Минут десять совершенно ошалелым я стоял посреди родного города, держась рукой за дерево, пока не вспомнил, что опаздываю на приём, но и тогда мысли продолжали пребывать в хаосе… Что делать? Отправиться домой? И что я скажу родителям? Что сбежал от врача? Не слишком ли далеко убежал? Пойти к Петьке? А что потом? Вернуться в Волгоград? Но как? На поезде больше суток, да и билетов наверняка не купить.

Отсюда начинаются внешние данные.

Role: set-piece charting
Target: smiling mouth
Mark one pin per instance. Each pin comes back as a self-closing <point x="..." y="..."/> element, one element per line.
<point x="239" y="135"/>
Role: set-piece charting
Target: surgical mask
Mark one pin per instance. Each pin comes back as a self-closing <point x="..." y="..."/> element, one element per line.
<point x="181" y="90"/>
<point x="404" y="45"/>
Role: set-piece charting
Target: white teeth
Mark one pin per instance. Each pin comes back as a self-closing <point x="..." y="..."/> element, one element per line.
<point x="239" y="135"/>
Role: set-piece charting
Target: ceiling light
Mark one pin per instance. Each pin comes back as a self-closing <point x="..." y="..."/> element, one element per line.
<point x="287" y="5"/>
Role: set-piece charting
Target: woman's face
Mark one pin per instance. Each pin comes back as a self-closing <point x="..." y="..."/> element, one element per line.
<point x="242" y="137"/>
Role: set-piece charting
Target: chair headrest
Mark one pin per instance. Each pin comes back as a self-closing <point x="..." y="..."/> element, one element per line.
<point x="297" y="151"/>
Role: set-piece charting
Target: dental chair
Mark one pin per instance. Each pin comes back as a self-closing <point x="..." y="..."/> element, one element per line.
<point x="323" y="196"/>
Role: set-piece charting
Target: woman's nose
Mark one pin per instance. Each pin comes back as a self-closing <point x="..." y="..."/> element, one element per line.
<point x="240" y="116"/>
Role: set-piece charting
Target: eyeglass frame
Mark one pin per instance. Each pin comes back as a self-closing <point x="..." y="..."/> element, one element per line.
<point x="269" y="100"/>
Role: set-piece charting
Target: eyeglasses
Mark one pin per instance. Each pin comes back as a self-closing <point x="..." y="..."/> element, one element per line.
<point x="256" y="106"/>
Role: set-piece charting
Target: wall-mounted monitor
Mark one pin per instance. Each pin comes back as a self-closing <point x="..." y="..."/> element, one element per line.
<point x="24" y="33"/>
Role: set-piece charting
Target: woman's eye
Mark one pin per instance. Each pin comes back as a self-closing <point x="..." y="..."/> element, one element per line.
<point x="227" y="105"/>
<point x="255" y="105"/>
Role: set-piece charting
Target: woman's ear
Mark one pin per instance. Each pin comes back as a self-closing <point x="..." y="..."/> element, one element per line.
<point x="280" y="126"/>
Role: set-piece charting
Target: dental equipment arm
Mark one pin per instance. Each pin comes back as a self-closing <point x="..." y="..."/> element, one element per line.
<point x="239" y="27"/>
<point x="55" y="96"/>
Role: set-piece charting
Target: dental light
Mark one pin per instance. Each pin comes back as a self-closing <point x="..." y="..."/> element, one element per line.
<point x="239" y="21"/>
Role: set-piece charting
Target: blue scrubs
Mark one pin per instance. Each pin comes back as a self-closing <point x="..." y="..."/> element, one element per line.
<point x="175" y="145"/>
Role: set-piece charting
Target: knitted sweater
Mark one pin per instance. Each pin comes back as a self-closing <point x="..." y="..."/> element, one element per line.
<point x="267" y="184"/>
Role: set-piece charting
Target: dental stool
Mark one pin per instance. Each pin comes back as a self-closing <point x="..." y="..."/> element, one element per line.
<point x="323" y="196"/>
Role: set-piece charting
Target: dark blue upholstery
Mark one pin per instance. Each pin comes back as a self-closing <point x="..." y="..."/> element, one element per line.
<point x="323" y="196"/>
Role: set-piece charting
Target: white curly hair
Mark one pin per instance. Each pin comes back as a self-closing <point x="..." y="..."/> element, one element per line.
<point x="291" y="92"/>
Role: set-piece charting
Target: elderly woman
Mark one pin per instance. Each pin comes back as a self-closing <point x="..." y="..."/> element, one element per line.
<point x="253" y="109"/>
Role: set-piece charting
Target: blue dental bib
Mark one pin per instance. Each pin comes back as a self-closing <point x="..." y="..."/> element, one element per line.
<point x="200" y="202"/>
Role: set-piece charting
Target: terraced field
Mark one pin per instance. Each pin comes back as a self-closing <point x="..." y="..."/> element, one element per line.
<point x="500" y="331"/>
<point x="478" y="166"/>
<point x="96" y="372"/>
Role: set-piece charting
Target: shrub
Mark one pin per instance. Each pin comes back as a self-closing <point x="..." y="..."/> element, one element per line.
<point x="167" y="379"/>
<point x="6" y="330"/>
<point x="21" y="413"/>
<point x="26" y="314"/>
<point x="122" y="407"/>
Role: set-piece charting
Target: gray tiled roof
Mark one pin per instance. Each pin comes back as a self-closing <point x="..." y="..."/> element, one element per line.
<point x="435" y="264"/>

Трезвая мысль пришла не скоро. Если я каким—то Макаром попал в Саранск, то не может ли тот же Макар перебросить меня обратно? Мысль бредовая, если уж честно, но и положение было бредовым, а других вариантов в голову всё равно не пришло. Я вернулся на остановку, дождался троллейбуса и поехал. Ни на что не надеясь, но… Со второго раза у меня получилось. Я вновь оказался в Волгограде и даже не слишком опоздал на приём.

Наверное, это был единственный визит к зубному врачу, когда сидя в кресле я думал не о визжащей внутри головы бормашине.

– 2-

– … и выход к вокзалам: Ленинградскому, Ярославскому и Казанскому, – доложил совсем другой голос, но тоже весьма торжественно.

В вагон врываются пассажиры со всех трёх вокзалов. Чемоданы, тюки, тележки. Ругань коренных москвичей на приезжих, ещё более крепкая брань москвичей не столь коренных, ответная ругань, как пулемёты осаждённого дота. Я едва успеваю высунуться и взглянуть назад. Чёрт! Сильно удивлённым оказался в итоге я сам: Бомж с Пронырой барахтаются в толчее, пытаясь пробиться вперёд. Это им удаётся, и они оказываются на один вагон ближе.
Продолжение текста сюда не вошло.